Ich neige sicherlich dazu, Dinge versehentlich auszuwählen, da ich meinen Laptop im Bett mehr benutze, als ich zugeben möchte. Außerdem gibt es mehrere medizinische Zustände, die Kontrolle und Koordination beeinträchtigen können, wodurch ein beabsichtigter Klick zu einem unbeabsichtigten Ziehen/Auswählen wird, so dass es auch Zugänglichkeitsbedenken gibt, die mit user-select angegangen werden können.
Interaktionen, die Ziehen (absichtlich) erfordern, existieren natürlich auch (z. B. in Browser-Spielen), aber diese sind selten. Dennoch zeigt dies nur, dass user-select tatsächlich einige Anwendungsfälle hat.

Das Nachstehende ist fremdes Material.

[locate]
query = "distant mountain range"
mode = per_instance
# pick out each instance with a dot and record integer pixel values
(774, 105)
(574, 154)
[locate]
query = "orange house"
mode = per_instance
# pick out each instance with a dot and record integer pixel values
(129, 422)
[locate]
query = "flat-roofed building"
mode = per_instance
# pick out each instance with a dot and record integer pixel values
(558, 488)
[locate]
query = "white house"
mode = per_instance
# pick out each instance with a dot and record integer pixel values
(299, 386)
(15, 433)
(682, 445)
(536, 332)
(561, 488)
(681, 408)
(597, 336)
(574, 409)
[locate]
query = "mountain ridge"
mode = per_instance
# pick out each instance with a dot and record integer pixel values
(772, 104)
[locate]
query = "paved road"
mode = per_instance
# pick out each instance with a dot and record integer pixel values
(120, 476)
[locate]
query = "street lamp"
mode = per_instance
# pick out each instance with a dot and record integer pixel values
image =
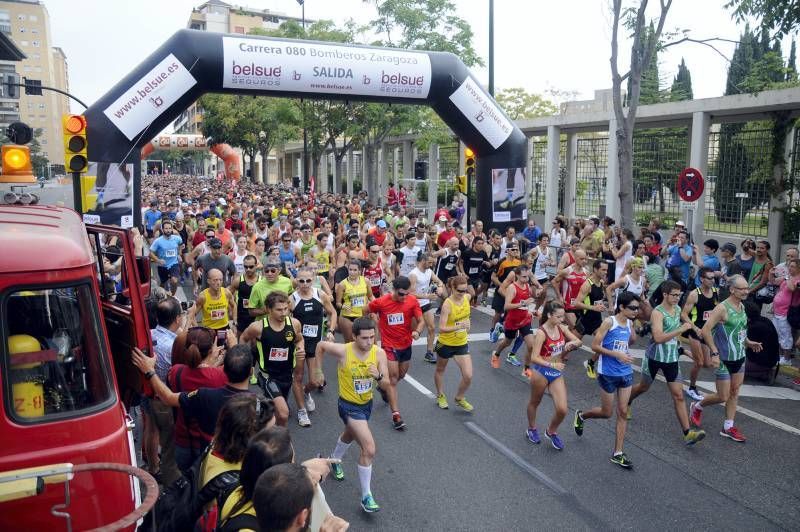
(305, 132)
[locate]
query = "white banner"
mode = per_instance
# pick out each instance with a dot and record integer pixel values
(273, 65)
(482, 112)
(140, 105)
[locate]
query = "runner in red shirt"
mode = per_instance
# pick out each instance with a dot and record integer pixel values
(396, 312)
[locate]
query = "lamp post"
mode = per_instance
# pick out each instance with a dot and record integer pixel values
(303, 103)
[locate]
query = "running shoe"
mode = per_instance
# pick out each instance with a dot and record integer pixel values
(310, 404)
(694, 436)
(337, 471)
(591, 372)
(734, 434)
(621, 460)
(694, 394)
(397, 422)
(302, 418)
(577, 423)
(695, 414)
(555, 440)
(463, 403)
(441, 400)
(369, 505)
(512, 359)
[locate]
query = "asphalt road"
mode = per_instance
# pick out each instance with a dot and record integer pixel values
(451, 470)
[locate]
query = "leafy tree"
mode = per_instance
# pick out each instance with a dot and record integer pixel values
(520, 104)
(682, 84)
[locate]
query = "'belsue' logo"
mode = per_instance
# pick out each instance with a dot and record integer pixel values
(253, 69)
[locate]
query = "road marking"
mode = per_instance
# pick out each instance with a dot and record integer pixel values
(516, 459)
(419, 386)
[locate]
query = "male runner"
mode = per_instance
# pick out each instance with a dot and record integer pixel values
(725, 333)
(359, 362)
(662, 355)
(614, 370)
(279, 342)
(395, 313)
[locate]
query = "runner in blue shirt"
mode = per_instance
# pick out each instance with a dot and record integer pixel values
(165, 251)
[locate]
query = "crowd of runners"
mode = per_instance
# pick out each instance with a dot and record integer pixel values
(295, 278)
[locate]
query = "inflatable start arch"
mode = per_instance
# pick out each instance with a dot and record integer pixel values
(192, 63)
(233, 167)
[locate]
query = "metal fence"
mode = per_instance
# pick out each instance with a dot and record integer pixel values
(737, 194)
(658, 158)
(591, 173)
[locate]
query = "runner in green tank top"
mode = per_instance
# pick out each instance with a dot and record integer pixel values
(662, 355)
(725, 333)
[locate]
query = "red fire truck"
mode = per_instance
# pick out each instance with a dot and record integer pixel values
(72, 307)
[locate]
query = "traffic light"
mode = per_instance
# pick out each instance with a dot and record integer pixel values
(469, 168)
(75, 157)
(16, 162)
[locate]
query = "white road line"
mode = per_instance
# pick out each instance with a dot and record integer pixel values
(516, 459)
(419, 386)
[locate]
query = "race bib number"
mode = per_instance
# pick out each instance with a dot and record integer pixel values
(620, 346)
(362, 386)
(278, 354)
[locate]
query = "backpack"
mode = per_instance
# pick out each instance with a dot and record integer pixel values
(180, 506)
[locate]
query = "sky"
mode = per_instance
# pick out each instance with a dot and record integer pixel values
(540, 45)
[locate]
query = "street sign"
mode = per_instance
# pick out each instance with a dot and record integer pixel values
(690, 184)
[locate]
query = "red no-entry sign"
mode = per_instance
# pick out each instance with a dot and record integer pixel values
(690, 184)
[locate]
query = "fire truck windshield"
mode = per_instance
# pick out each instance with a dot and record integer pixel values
(52, 354)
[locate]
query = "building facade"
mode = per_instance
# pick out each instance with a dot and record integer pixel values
(27, 23)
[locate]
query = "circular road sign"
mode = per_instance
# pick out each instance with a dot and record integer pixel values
(690, 184)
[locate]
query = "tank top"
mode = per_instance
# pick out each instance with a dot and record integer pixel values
(423, 283)
(409, 260)
(238, 261)
(518, 317)
(355, 382)
(243, 317)
(375, 277)
(616, 339)
(571, 286)
(702, 309)
(540, 267)
(310, 313)
(552, 347)
(730, 336)
(215, 311)
(667, 351)
(276, 350)
(355, 296)
(446, 266)
(459, 313)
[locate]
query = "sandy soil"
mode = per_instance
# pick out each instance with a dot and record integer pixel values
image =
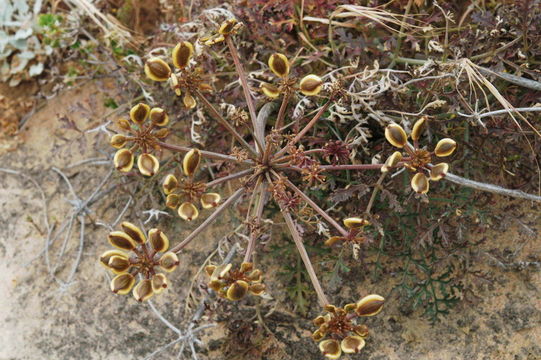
(498, 318)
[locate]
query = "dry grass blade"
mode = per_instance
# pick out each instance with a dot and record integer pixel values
(378, 15)
(108, 24)
(477, 79)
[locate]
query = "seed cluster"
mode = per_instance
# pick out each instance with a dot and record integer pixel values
(183, 195)
(279, 65)
(339, 324)
(355, 234)
(147, 254)
(418, 160)
(146, 130)
(233, 284)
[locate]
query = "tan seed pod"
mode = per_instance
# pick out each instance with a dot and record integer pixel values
(318, 335)
(159, 117)
(255, 276)
(139, 113)
(215, 39)
(158, 240)
(220, 271)
(118, 141)
(330, 308)
(370, 305)
(156, 69)
(159, 283)
(391, 161)
(257, 289)
(352, 344)
(270, 90)
(279, 65)
(438, 171)
(311, 85)
(209, 269)
(143, 290)
(237, 290)
(172, 201)
(122, 284)
(162, 133)
(170, 183)
(148, 164)
(169, 261)
(121, 240)
(182, 53)
(333, 240)
(173, 82)
(396, 135)
(189, 101)
(210, 200)
(227, 26)
(123, 124)
(355, 223)
(445, 147)
(418, 128)
(104, 258)
(134, 232)
(419, 183)
(330, 348)
(320, 320)
(216, 285)
(246, 266)
(187, 211)
(361, 330)
(191, 161)
(119, 264)
(123, 160)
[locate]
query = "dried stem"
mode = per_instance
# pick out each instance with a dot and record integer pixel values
(224, 122)
(314, 206)
(304, 256)
(206, 154)
(282, 111)
(374, 193)
(259, 136)
(352, 167)
(306, 128)
(230, 177)
(258, 212)
(209, 220)
(490, 188)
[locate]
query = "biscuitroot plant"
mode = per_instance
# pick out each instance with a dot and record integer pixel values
(268, 165)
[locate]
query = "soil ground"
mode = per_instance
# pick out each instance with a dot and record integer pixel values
(499, 316)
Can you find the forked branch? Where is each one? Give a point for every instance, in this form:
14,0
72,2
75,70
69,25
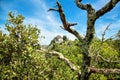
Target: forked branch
109,6
66,25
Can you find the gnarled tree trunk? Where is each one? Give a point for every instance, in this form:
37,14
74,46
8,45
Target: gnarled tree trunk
92,17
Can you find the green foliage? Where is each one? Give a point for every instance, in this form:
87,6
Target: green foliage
22,59
16,49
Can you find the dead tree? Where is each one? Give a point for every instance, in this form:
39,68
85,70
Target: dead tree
92,16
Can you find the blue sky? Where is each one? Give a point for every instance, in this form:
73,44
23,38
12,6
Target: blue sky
35,12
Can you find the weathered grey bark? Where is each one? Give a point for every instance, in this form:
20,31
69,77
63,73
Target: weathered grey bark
92,16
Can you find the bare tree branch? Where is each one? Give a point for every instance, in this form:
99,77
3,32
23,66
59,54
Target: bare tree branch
63,58
104,32
80,5
66,25
109,6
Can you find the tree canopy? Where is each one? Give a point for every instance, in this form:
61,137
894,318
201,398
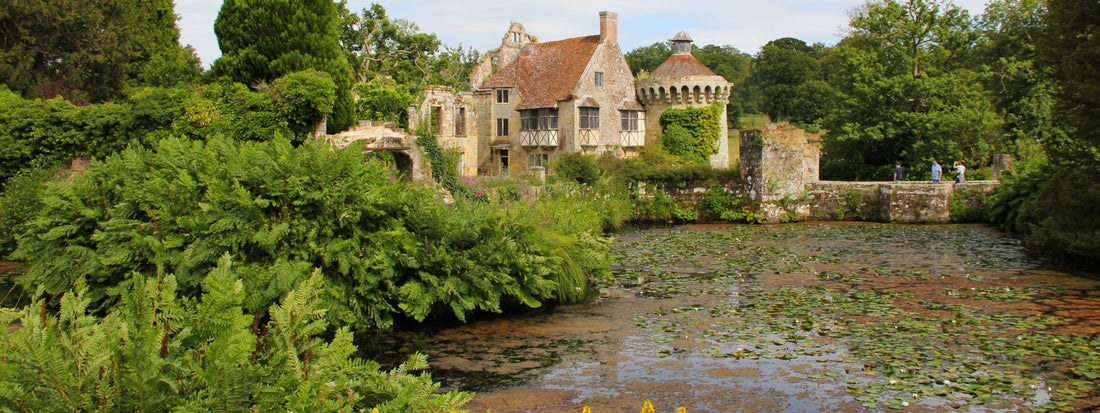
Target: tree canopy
90,51
905,91
262,41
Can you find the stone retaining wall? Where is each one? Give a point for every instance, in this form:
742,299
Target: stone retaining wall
906,203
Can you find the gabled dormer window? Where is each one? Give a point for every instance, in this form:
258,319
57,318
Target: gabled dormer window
590,118
629,120
538,119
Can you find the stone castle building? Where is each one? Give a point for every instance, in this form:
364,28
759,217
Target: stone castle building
534,100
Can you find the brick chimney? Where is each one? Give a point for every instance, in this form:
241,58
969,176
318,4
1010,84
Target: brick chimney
608,26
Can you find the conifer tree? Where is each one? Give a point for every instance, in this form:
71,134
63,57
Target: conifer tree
262,41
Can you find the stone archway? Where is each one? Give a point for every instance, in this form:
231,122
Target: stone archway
382,137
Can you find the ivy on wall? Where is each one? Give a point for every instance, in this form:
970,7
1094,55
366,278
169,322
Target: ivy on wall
692,133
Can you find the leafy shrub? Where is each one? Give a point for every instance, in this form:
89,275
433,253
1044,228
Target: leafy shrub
576,166
692,133
50,133
386,249
1054,210
719,205
19,203
304,98
661,207
157,352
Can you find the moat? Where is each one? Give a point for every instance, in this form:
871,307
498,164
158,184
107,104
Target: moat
807,317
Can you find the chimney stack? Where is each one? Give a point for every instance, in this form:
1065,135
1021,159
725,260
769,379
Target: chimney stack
608,26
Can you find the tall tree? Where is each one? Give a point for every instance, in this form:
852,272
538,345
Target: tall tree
1071,50
376,45
647,58
791,80
263,40
89,50
905,91
1020,88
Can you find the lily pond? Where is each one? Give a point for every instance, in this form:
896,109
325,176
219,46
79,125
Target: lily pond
805,317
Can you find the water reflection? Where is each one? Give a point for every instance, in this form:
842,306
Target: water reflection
782,318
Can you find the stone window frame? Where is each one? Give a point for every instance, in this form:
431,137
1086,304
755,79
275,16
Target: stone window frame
590,118
538,119
630,119
538,160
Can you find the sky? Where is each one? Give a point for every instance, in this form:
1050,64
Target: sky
745,24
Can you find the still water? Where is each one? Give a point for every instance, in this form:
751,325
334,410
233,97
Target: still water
806,317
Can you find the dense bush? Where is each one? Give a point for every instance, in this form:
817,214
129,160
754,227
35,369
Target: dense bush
48,133
1054,210
19,203
576,166
718,204
156,351
692,133
386,249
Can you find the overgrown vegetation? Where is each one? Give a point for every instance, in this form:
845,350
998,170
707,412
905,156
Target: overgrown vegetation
157,350
692,133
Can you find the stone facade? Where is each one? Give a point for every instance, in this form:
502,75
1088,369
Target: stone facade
905,203
554,97
534,101
451,116
375,136
777,164
780,169
682,82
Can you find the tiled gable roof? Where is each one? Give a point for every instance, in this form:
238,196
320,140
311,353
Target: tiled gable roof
546,73
681,65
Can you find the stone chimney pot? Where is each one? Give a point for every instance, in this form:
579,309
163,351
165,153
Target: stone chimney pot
608,26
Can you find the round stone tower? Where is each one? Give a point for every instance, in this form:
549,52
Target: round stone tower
682,82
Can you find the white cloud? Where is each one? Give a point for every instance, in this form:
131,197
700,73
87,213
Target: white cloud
744,24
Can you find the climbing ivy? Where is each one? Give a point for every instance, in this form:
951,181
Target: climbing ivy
692,133
155,351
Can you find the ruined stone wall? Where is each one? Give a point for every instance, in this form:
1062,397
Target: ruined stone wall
777,164
451,131
376,136
905,203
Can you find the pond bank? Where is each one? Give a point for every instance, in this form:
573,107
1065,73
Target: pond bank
810,317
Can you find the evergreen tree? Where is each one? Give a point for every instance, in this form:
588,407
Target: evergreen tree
262,41
906,91
791,80
89,51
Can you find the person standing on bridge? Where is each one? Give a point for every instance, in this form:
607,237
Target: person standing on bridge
959,172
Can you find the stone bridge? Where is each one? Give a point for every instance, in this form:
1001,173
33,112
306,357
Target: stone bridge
383,137
780,166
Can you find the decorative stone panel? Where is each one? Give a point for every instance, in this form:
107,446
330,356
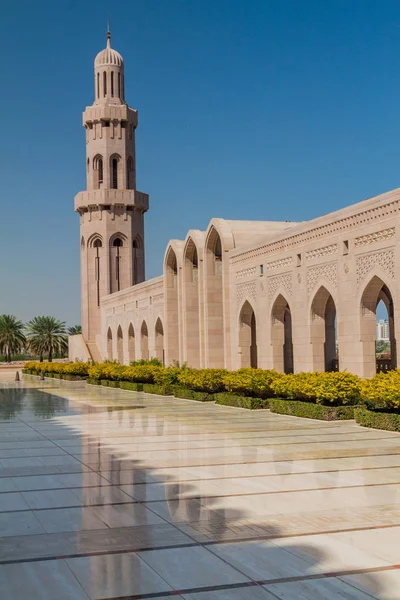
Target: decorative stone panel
328,272
278,264
385,260
274,283
372,238
246,289
340,226
246,273
158,298
321,252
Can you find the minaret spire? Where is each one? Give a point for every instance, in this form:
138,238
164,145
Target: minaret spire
108,33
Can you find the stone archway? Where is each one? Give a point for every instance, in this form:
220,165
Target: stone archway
214,300
159,340
144,341
281,336
109,344
323,331
172,306
374,292
131,343
247,336
192,304
120,346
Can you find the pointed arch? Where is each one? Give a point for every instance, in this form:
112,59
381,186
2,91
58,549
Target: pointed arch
171,315
131,343
281,335
115,171
120,345
214,299
375,290
109,344
159,340
144,341
191,303
323,336
98,171
247,336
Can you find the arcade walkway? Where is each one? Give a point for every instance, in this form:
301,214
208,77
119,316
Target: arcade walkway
115,495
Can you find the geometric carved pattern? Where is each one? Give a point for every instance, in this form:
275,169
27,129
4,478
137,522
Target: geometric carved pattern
385,260
276,264
320,252
246,273
329,271
158,298
245,289
284,280
347,223
377,236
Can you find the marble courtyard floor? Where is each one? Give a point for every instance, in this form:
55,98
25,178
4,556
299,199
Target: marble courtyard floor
117,495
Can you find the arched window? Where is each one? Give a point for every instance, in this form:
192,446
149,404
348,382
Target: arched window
114,173
97,244
100,168
129,170
117,244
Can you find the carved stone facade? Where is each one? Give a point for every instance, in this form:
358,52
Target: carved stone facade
241,293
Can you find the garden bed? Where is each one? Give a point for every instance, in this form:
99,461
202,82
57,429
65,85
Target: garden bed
193,395
377,420
309,410
226,399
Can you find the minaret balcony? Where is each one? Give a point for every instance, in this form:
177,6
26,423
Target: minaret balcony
119,112
110,197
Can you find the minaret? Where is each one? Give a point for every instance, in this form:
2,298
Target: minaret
111,209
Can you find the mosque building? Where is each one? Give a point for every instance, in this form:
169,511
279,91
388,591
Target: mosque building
266,294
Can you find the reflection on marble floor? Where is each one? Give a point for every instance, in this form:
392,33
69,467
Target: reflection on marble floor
107,494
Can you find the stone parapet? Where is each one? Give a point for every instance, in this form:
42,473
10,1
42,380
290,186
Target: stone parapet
110,197
108,111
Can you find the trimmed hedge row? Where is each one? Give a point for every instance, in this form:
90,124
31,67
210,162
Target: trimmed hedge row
309,410
226,399
193,395
377,420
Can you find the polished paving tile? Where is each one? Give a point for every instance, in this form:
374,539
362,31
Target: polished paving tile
48,580
112,494
191,567
116,575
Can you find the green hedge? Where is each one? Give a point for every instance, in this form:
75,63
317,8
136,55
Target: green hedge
377,420
160,390
93,381
106,383
310,410
226,399
132,387
193,395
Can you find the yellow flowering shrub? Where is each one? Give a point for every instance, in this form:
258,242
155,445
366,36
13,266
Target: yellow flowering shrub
250,382
383,390
72,368
322,388
202,380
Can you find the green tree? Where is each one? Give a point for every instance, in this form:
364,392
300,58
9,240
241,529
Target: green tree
46,335
12,338
75,330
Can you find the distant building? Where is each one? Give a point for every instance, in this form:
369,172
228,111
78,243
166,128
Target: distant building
382,330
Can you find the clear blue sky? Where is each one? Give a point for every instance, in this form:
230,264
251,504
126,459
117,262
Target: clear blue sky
249,109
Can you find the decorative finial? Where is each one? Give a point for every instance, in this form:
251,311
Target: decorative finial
108,33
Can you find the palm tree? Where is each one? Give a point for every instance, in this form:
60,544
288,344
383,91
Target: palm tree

Vermeidung von Diebstahl von Paywall-Inhalten
Paywall-Inhalte erhalten viel Hass, aber wenn Sie der Meinung sind, dass Sie Ihre Inhalte schützen müssen, dann sind es Ihre Inhalte – niemand hat das Recht, sie zu stehlen, nur weil er nicht glaubt, dass er dafür bezahlen sollte.
Wenn Sie diesen Weg gehen möchten, gibt es viele Möglichkeiten, es Benutzern zu erschweren, Paywalls zu umgehen (oder ähnlich, urheberrechtlich geschützte Inhalte wie die veröffentlichten Werke anderer zu kopieren).
Inhalte mit CSS verwischen
article { filter: blur(<radius>); }
Deaktivieren der Tastenkombinationen für DevTools
document.addEventListener("keydown", function (e) {
if (e.keyCode == 123) e.preventDefault();
else if ((e.ctrlKey || e.metaKey) && e.altKey && e.keyCode == 73) e.preventDefault();
else if ((e.ctrlKey || e.metaKey) && e.altKey && e.keyCode == 74) e.preventDefault();
else if ((e.ctrlKey || e.metaKey) && e.altKey && e.keyCode == 85) e.preventDefault();
});
Deaktivieren des Zugriffs auf DevTools über das Kontextmenü durch Deaktivieren des Kontextmenüs selbst
document.addEventListener("contextmenu", e => e.preventDefault())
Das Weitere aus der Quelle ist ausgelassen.